Danny’s lips thinned and the colour drained from her round face. “What’s the matter with you?” she snarled. “She’s unable to give consent to commingle with anyone. Some douche-bag raped her.” She shoved her blunt cut black hair behind her ears. “If it happened two months ago, why go back four months?”
“Fadiya’s delusions worsened four months ago.” Sam turned to Eli, noticing that he stood frozen rigid, his eyes darting aimlessly, and his lips moving silently. “That’s when she began to claim that Mussani was visit—”
“Hospital personnel have violated her for four months?” Eli’s voice had risen to a shriek by the end of his question. His arm twitched at his side.
Sam trie
d to head off an imminent meltdown and pointed at the employee pictures. “No, all those men underwent voluntary DNA tests. Fadiya’s physician did a non-invasive prenatal paternity test, and none of them fathered the baby.”
With her back turned to Eli, Danny muttered, “There are a lot of sickos out there.” Her tone was hard and without expression. “They’d pay big bucks to get their freak on and rape a teenage girl in a hospital.”
“That is sex slavery,” Eli yelled. He began to pace in a circle, flapping his arms wildly. “Prostitution!” he shouted.
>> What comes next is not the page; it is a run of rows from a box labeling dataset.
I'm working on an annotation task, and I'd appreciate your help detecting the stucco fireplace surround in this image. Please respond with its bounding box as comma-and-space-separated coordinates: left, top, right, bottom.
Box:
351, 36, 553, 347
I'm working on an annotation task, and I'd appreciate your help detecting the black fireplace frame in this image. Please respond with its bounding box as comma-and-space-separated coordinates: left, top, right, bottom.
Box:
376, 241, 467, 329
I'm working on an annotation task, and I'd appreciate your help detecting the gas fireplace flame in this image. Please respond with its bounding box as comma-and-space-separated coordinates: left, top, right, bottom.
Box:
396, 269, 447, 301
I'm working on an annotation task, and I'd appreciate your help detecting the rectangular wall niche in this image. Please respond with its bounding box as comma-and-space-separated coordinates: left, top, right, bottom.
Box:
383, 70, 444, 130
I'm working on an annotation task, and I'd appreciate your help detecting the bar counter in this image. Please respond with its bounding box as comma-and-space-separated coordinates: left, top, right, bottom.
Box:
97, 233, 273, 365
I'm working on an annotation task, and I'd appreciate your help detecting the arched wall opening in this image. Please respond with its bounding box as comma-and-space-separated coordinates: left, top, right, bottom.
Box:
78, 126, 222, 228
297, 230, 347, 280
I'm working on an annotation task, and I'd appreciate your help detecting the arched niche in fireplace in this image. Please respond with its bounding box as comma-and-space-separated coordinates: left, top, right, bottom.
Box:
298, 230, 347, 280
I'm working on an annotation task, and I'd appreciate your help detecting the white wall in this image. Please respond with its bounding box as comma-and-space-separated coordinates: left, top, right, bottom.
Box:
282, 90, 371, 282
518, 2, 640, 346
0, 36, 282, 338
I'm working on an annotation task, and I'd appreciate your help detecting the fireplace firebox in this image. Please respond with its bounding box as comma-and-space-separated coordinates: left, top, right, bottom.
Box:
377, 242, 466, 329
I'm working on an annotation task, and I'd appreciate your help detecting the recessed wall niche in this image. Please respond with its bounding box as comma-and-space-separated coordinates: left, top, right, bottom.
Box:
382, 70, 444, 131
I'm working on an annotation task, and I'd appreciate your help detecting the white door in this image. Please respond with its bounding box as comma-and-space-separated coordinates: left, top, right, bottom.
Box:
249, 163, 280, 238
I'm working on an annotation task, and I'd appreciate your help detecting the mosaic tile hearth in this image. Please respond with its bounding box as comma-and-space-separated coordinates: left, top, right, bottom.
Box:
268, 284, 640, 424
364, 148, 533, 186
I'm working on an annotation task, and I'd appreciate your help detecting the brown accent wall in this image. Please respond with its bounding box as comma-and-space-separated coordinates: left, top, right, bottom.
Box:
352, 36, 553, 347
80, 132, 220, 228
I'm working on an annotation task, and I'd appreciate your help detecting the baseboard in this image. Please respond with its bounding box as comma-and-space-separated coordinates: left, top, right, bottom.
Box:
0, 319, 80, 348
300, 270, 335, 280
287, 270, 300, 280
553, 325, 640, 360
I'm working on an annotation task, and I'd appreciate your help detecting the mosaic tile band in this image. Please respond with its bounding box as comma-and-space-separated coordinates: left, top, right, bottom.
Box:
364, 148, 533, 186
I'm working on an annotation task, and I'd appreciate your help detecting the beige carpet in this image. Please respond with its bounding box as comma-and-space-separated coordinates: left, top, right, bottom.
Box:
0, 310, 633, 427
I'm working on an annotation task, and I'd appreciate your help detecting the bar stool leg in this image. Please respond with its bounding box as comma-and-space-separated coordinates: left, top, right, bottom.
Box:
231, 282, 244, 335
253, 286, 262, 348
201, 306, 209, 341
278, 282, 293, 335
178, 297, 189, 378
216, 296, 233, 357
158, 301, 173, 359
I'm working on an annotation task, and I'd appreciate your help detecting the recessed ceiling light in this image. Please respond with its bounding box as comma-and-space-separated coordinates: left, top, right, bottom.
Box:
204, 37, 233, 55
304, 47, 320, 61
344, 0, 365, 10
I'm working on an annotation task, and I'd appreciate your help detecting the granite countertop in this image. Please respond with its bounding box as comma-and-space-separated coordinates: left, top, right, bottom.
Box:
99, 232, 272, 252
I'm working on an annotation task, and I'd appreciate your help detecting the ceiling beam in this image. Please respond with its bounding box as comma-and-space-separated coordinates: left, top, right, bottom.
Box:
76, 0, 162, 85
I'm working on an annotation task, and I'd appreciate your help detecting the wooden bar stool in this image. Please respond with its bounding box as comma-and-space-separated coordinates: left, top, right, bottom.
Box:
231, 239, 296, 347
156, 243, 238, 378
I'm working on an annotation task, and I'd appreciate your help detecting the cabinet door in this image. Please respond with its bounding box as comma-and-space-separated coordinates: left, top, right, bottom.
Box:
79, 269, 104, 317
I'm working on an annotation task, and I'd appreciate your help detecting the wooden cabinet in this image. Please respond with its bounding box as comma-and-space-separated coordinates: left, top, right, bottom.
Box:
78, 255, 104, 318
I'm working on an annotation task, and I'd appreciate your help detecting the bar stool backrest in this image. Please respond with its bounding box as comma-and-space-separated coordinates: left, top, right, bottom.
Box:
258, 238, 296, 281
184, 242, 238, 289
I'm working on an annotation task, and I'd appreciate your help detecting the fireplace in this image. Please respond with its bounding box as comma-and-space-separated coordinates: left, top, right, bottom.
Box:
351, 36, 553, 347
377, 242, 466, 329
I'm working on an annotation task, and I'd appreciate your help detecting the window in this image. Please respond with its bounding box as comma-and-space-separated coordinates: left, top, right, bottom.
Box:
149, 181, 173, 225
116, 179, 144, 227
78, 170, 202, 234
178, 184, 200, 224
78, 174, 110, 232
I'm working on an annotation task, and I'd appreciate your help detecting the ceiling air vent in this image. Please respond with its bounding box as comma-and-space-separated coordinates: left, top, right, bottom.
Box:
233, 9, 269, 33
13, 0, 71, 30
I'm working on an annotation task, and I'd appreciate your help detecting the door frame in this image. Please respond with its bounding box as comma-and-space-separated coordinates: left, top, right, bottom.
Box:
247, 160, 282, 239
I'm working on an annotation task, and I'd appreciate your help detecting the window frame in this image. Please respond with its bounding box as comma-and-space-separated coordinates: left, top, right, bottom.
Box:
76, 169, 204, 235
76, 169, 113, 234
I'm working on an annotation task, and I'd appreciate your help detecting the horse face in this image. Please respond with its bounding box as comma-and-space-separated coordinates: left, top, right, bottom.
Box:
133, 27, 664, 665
Sam jerked at his high-pitched screech, watching helplessly as his agitation escalated.
Danny stood with a sigh and walked over to her brother. “What is the square root of fifteen-hundred-forty?”
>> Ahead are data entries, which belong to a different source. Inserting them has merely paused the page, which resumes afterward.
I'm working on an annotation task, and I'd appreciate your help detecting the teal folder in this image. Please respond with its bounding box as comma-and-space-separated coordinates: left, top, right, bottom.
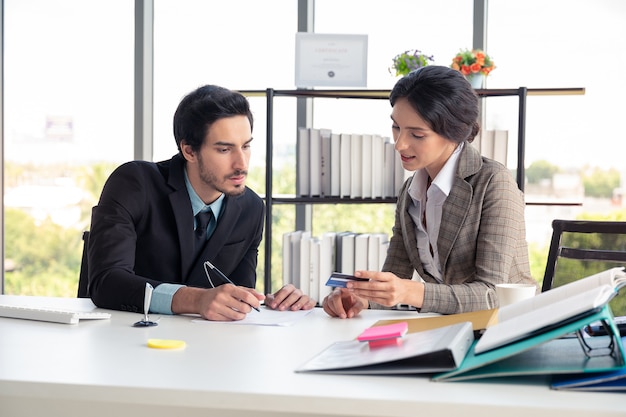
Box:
432, 305, 626, 381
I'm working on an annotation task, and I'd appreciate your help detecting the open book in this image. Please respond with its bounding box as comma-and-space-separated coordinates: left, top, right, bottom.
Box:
475, 268, 626, 354
433, 268, 626, 381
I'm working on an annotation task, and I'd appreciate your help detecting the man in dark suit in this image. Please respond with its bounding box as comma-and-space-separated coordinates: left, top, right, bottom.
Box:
88, 85, 315, 320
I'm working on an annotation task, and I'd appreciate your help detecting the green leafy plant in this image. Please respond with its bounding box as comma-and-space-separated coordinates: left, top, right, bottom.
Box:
450, 49, 496, 75
389, 49, 434, 76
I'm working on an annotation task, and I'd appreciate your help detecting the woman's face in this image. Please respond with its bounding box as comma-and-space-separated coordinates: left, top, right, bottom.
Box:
391, 98, 456, 178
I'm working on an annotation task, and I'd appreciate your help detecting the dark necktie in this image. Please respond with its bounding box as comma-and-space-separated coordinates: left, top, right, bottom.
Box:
195, 210, 213, 253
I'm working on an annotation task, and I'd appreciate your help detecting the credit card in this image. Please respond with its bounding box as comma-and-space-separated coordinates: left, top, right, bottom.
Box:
326, 272, 369, 288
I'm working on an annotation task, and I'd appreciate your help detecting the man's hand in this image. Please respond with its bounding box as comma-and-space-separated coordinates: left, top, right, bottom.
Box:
172, 284, 265, 321
265, 284, 317, 311
322, 288, 369, 319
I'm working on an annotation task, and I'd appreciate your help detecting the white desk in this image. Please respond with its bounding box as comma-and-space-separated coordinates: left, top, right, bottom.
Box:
0, 295, 626, 417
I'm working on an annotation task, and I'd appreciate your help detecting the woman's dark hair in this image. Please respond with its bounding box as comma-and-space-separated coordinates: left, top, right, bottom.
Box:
174, 85, 253, 152
389, 65, 480, 143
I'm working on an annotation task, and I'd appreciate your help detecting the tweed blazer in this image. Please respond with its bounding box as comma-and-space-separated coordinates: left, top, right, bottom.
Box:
88, 155, 265, 311
373, 143, 536, 314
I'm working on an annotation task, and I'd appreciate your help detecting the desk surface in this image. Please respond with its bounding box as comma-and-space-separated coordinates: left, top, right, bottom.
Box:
0, 295, 626, 417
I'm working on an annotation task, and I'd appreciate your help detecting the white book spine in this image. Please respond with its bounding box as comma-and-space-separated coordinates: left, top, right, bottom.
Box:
309, 128, 322, 197
309, 237, 321, 302
299, 232, 311, 295
339, 233, 356, 275
289, 230, 302, 288
318, 232, 337, 302
320, 129, 332, 197
330, 133, 341, 197
383, 137, 396, 198
350, 134, 363, 198
372, 135, 385, 198
354, 233, 370, 271
283, 232, 293, 285
339, 133, 352, 197
296, 127, 311, 196
361, 134, 374, 198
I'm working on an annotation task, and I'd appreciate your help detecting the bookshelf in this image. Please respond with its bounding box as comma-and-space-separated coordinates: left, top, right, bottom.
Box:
240, 87, 585, 292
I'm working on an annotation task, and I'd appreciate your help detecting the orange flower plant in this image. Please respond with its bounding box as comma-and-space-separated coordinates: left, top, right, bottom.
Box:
450, 49, 496, 75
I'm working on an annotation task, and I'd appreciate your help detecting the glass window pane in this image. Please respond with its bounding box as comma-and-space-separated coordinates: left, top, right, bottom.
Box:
4, 0, 134, 296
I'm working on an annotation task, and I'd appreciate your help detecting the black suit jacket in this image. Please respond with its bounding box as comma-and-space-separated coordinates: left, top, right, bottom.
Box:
88, 155, 265, 312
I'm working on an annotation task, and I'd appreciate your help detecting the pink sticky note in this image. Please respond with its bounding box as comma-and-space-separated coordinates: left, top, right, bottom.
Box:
357, 321, 409, 344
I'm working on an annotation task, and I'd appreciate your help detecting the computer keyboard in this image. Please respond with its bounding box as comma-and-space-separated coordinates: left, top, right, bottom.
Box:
0, 305, 111, 324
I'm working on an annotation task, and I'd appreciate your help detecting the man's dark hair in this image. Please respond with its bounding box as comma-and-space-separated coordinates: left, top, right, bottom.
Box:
174, 85, 253, 152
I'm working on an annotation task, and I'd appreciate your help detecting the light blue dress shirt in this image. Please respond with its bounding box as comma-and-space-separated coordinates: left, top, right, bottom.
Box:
150, 170, 224, 314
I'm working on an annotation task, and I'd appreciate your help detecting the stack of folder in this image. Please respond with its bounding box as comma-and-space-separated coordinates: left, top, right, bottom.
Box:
296, 268, 626, 390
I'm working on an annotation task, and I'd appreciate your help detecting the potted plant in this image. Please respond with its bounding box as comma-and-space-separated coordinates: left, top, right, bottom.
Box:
450, 49, 496, 88
389, 49, 434, 76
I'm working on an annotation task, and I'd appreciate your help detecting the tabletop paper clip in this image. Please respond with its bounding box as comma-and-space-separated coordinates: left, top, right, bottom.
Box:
357, 321, 409, 348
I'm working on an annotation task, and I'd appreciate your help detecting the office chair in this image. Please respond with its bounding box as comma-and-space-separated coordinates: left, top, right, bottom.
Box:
77, 231, 89, 298
541, 219, 626, 292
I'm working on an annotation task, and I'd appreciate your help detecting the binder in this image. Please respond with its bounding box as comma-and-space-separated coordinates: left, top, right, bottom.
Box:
432, 304, 625, 381
296, 322, 474, 375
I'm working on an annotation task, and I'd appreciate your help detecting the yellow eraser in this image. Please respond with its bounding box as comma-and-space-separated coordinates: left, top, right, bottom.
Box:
148, 339, 187, 349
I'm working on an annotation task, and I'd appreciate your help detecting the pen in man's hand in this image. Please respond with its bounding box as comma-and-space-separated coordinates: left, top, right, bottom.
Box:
205, 261, 261, 313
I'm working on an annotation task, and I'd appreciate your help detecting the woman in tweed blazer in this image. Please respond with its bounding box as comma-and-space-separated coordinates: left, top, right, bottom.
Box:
323, 66, 536, 318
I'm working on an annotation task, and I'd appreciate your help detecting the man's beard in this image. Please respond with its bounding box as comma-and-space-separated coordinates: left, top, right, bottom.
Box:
198, 158, 248, 197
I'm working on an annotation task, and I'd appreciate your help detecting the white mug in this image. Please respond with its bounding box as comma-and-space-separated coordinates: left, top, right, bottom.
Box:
496, 284, 537, 307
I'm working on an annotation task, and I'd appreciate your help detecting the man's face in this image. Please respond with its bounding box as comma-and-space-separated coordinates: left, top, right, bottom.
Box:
182, 116, 252, 204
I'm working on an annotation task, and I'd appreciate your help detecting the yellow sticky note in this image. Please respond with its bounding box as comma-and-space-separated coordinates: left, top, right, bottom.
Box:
148, 339, 187, 349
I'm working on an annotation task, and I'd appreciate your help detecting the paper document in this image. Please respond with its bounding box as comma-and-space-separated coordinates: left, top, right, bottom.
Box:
193, 306, 313, 326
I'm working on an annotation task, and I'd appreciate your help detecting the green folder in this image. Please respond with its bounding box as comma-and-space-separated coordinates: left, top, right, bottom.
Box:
432, 305, 626, 381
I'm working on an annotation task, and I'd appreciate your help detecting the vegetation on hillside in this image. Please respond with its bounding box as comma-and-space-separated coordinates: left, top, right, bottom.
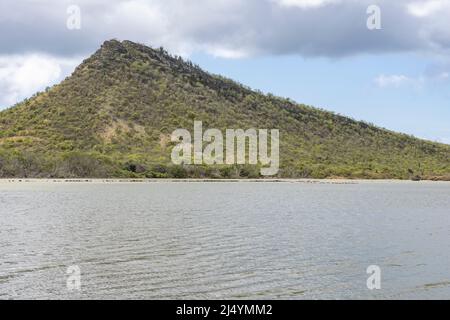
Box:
0, 40, 450, 179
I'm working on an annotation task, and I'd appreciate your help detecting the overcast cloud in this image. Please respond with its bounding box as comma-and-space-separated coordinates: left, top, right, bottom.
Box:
0, 0, 450, 106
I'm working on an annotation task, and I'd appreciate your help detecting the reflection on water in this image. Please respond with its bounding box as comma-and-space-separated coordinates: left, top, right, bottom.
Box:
0, 182, 450, 299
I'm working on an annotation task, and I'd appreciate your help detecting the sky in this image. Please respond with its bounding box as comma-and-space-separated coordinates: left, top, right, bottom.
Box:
0, 0, 450, 144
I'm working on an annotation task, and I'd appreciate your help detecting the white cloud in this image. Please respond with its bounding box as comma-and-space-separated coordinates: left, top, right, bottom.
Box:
375, 74, 416, 88
407, 0, 450, 18
0, 54, 80, 107
273, 0, 341, 9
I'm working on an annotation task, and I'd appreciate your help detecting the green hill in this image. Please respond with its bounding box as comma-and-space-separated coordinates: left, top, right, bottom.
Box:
0, 40, 450, 179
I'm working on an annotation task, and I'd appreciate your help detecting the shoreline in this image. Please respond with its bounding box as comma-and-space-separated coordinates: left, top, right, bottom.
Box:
0, 178, 450, 184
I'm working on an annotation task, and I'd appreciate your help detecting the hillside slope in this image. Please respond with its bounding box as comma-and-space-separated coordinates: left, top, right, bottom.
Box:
0, 40, 450, 179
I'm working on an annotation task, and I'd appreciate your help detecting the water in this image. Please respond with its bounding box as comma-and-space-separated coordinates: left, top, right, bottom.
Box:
0, 182, 450, 299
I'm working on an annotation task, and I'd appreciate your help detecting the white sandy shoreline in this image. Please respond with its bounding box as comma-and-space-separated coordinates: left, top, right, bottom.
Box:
0, 178, 450, 184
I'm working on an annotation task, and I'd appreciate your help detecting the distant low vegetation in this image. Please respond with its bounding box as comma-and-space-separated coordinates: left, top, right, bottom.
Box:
0, 40, 450, 180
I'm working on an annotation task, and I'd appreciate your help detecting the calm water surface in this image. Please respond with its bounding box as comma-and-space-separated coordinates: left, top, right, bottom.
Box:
0, 182, 450, 299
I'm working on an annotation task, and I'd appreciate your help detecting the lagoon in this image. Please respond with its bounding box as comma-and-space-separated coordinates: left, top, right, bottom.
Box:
0, 181, 450, 299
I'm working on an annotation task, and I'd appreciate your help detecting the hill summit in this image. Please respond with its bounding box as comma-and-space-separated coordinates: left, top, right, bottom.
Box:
0, 40, 450, 179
“Human trafficking!” Eli’s face was crimson and spittle flew from his lips. He hit his forehead, dodging Danny’s attempts to restrain his arm. The circle he stomped around grew tighter. “That is what happened to Danny. Her mother sold her. She was seven. They locked her up. Men used her. Police did not rescue her until she was ten. Perverts! Pedophiles! Degen—”
Danny slapped him across the face so hard that Eli’s head whipped to the side and he stumbled back. The scar on his face was a white slash against his red cheek. He dropped to the floor and sat on his butt with his legs splayed. He stared up at his sister, a look of utter shock in his wide hazel eyes.
Danny stood above him, wringing her hands. Tears streamed down her sheet-white face but she didn’t make a sound. Her entire body trembled.
“I should not have told,” Eli whispered. “This is bad. This is not good. This is very bad. I promised I would never tell.” He snapped a thick black elastic he always wore around his wrist. It cracked against his bare skin and Sam winced.
She had known that something awful had happened to Danny. She’d recognized the signs of complex trauma—the agoraphobia, the paranoia, the wall of contempt that Danny wore as a shield to avoid relationships. Sam had never imagined anything as awful as this. She wanted to reach out and offer comfort, but her instinct warned her to remain distant. Their relationship was still tentative and unstable. Danny’s defence mechanism over this spontaneous revelation could be to sever all contact with Sam. Avoidance was denial’s best friend.